In all your hot-brained madness, you were right.

We didn’t understand. It seemed to us

You’d lost your mind, but we had lost our sight.

All we could see was the sun and choking dust

Blinding us to your suffering. While night

Alone stands guard, your sword and armour rust. 

Our sadness cannot salve, cannot enhance

Your last adventure, your last broken lance.


II

Tirant lo Blanch would forgive us your death

Finding a way to make it seem splendid

The Golden Ass brays out all magic breath

Giants populate the hills attended

By whirling white circles, a shibboleth

Challenge rings out as vast arms descended.

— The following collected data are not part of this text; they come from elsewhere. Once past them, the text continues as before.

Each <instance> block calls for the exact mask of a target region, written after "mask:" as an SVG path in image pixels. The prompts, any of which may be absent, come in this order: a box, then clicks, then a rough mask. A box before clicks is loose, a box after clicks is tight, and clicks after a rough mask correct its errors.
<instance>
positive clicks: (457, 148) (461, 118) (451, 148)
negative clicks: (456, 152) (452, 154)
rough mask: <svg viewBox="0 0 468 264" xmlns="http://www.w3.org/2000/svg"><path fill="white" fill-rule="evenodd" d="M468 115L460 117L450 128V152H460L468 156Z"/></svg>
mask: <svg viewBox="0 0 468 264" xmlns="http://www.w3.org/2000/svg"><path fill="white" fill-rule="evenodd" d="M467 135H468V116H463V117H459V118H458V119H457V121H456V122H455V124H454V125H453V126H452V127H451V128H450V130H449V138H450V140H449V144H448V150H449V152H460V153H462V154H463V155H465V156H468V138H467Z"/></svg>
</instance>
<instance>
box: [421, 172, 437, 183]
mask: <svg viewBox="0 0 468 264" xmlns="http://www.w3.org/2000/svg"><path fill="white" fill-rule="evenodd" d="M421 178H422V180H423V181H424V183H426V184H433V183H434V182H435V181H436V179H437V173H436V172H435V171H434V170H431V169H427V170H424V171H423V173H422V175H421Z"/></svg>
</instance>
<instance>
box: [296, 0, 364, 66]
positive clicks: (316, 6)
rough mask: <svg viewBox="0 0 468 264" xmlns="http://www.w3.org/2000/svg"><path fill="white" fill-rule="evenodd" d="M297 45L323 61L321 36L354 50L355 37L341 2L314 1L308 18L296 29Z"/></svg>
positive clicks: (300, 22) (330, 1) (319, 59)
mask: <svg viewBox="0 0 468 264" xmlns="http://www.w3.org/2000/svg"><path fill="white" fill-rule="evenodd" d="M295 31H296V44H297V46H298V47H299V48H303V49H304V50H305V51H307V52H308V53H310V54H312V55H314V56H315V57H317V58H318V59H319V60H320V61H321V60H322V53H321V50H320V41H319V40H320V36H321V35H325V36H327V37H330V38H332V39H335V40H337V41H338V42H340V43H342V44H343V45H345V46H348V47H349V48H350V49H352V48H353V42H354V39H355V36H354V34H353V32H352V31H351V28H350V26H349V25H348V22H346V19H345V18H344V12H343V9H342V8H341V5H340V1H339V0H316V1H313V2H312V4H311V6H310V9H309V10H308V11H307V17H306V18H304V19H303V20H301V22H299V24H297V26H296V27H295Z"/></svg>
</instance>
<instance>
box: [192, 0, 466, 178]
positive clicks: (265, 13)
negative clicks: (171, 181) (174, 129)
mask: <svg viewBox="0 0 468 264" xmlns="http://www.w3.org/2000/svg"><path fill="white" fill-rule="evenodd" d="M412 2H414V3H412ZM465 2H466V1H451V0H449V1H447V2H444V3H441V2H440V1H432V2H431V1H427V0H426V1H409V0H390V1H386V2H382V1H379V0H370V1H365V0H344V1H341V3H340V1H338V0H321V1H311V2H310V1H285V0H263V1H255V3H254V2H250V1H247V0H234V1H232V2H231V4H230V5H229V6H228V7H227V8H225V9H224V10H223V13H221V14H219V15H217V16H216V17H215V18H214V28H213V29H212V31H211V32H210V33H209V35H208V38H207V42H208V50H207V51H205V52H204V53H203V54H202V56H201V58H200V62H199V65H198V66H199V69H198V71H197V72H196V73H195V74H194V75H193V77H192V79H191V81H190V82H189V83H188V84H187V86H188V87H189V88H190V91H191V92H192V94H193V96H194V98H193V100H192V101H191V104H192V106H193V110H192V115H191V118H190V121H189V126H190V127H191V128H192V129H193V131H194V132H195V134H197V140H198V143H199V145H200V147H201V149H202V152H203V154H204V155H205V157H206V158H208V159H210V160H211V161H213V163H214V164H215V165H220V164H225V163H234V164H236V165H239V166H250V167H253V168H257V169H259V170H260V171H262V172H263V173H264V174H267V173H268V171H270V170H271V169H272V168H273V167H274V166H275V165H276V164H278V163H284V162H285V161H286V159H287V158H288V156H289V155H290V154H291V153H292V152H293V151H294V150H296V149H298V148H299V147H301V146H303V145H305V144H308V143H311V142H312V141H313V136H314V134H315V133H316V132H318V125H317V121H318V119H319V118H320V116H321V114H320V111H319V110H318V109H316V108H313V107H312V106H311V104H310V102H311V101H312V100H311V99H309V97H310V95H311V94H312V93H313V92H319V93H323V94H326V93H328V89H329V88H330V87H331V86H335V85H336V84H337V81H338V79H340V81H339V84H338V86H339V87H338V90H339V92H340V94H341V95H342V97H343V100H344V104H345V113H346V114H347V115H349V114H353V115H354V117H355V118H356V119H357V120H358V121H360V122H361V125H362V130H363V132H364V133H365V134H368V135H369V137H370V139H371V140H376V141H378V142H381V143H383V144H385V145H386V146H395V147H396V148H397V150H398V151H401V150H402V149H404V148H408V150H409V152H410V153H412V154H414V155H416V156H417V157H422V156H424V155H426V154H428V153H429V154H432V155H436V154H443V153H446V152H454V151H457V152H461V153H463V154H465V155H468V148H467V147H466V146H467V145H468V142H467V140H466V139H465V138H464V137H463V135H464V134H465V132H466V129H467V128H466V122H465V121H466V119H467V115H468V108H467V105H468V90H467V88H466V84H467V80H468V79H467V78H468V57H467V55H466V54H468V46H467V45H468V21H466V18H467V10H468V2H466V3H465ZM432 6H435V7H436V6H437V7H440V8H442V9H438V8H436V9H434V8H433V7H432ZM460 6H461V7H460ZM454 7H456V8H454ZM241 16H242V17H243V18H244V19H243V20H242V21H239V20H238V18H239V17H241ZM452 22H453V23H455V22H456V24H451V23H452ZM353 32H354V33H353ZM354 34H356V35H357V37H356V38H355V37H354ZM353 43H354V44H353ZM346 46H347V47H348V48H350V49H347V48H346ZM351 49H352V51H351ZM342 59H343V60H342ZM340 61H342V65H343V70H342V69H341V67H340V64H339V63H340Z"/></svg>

Enraptured by the giants we have built

We think there are no windmills left to tilt 


III

Years later, when archeologists came, 

Your body lost in changes to the church, 

Your flayed rib and your crippled arm betrayed

Your identity. The barefoot nuns searched 

And ransomed you. An Algiers slaver’s trade

That pulled you from the dark, alive but scorched

By prison’s psychic vortex, to the balm

Of discalced sibilant assuaging psalms

 

IV

And when he came to die, he did not perne, 

Retract, apostatise. Cuirasses rust, 

Released to cobwebs. No longer did he yearn

For combat, but ceded the field to trust.

Cervantes sent him that he might return 

To sanity through madness, light through dust.

With Sancho at his bed we sadly kneel

Praying we know what is and isn’t real.